Key Obamacare opponent emerges as Trump’s top warrior in mail-in voting battle
Brendan Steinhauser, a Republican strategist based in Austin, said “without a doubt” Paxton has been an effective legal defender of Trump’s policies, and added that Paxton has been one of the attorneys general most closely aligned with Trump.
In response to a request for comment, Paxton’s office referred CNN to previously issued press releases.
“He’s an extreme conservative who plays political hardball,” said Jeffrey Abramson, a professor of law and government at the University of Texas at Austin. “He subscribes to a libertarian philosophy which puts an emphasis on individual rights and very, very little emphasis on there being any common good or public good at all.”
Government overreach everywhere
Under President Barack Obama, the fiercely conservative Paxton saw government overreach everywhere: the Affordable Care Act, environmental regulations, transgender access requirements for bathrooms, overtime rules. Paxton sued the Obama administration 27 times, according to Paul Nolette, a political science professor at Marquette University who tracks state attorney general activity.
Since Trump took office, Paxton has filed 20 multi-state briefs in the US Supreme Court supporting the administration’s position in a case since the start of the administration, according to Nolette, and another 20 multi-state briefs in lower federal courts.
Paxton is a leader among a high-profile group of Republican state officials who have been fighting for Trump policies far from the legislative gridlock of Washington, DC. Along with Louisiana Attorney General Jeff Landry, West Virginia Attorney General Patrick Morrisey, Florida Attorney General Ashley Moody, and Kentucky Attorney General Daniel Cameron, Paxton has become a leading defender of Trump’s conservative policies across the country.
“The state attorney general office is and has become a really important and powerful statewide office, because they represent the legal position of their state,” said Nolette. “Having Ken Paxton as a defender of Trump administration policies … allows Ken Paxton to become really one of the leaders in the conservative movement, defending conservative policies.”
From legislator to Texas’ top cop
After serving in the Texas statehouse for a decade and then state senate for less than two years, Paxton launched his bid for Texas Attorney General in 2014 when now-Gov. Greg Abbott decided to run to succeed Rick Perry, who was retiring.
“In the legislature, (Paxton) didn’t have much of an impact,” said Mark Jones, a political science professor at Rice University. “When he was in the House, he was sufficiently on the far right that he wasn’t a major player, in that he was both relatively new and then on the ideological extreme.”
Paxton’s office referred questions about the case to his campaign, which did not respond.

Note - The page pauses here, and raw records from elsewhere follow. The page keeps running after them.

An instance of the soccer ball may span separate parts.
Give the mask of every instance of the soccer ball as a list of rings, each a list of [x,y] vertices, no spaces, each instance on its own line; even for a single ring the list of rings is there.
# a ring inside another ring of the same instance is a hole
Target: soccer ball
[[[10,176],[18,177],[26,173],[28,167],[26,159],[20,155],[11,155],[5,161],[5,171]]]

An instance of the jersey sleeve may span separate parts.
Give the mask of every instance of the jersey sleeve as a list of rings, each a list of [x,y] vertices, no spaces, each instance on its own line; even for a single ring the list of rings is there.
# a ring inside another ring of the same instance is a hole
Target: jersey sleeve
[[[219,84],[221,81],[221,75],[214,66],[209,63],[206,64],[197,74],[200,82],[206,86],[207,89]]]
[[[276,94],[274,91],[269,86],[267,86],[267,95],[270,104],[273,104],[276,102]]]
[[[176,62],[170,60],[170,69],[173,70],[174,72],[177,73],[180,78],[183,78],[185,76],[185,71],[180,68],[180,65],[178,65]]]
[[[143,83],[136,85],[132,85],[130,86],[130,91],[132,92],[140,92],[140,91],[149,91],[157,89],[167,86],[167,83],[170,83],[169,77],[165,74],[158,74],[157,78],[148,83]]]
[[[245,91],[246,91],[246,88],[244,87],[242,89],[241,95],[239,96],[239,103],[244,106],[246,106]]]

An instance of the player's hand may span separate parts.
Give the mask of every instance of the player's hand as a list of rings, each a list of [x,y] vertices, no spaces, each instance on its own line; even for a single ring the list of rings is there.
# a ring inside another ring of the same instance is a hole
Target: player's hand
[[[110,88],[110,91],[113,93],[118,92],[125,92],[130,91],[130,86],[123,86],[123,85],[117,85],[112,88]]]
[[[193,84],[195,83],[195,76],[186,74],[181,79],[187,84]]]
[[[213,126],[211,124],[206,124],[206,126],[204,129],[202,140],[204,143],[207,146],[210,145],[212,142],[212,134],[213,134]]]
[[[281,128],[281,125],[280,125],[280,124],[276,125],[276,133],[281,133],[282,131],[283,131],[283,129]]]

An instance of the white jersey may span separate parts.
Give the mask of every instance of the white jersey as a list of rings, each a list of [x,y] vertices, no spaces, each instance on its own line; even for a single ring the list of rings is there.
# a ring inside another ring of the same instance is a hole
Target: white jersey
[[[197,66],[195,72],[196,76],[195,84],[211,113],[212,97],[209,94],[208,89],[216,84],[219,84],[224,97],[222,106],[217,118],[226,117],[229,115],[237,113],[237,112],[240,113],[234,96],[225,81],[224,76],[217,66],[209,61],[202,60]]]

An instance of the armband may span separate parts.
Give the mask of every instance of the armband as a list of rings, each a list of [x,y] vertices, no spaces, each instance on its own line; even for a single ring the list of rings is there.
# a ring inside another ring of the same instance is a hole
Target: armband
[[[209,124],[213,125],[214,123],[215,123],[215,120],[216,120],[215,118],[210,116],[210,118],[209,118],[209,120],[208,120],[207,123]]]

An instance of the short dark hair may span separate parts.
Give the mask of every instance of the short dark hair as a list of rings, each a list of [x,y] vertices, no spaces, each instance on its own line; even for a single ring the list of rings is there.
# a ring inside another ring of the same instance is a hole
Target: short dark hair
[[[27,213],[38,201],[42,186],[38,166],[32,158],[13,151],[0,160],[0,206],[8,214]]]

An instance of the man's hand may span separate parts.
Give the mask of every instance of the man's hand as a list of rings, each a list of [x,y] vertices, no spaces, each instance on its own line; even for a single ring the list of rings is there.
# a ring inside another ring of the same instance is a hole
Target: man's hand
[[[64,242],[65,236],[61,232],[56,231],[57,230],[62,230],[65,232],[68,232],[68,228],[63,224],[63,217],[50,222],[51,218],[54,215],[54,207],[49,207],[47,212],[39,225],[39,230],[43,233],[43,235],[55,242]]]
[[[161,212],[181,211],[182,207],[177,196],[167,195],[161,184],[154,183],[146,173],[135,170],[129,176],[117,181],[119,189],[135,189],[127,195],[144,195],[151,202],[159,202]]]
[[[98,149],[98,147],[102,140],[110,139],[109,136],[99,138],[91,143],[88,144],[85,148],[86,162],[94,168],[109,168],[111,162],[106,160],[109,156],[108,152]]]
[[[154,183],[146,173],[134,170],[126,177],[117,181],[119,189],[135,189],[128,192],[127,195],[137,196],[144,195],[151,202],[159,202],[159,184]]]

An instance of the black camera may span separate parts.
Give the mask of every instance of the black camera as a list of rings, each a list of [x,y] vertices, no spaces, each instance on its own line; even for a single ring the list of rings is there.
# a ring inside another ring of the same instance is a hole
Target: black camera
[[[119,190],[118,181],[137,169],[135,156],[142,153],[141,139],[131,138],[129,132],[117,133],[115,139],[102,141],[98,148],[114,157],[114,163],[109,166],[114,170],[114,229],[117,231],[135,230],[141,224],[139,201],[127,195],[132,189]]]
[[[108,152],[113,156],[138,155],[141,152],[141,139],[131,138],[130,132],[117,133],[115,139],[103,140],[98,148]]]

“He has been under indictment for practically the entire period that he’s been in office, and voters don’t seem to be bothered by it,” said Brandon Rottinghaus, a professor of political science at the University of Houston.
Shifting focus from DC to Texas Democrats
Since Trump took office, Paxton has focused his opposition on Democratic moves in his own state to oppose the administration’s policy moves.
“For eight years, the opposition was located in DC, in the figure of Barack Obama,” said Jones. “Now it’s more located in Democratic-held cities and counties within Lone Star State.”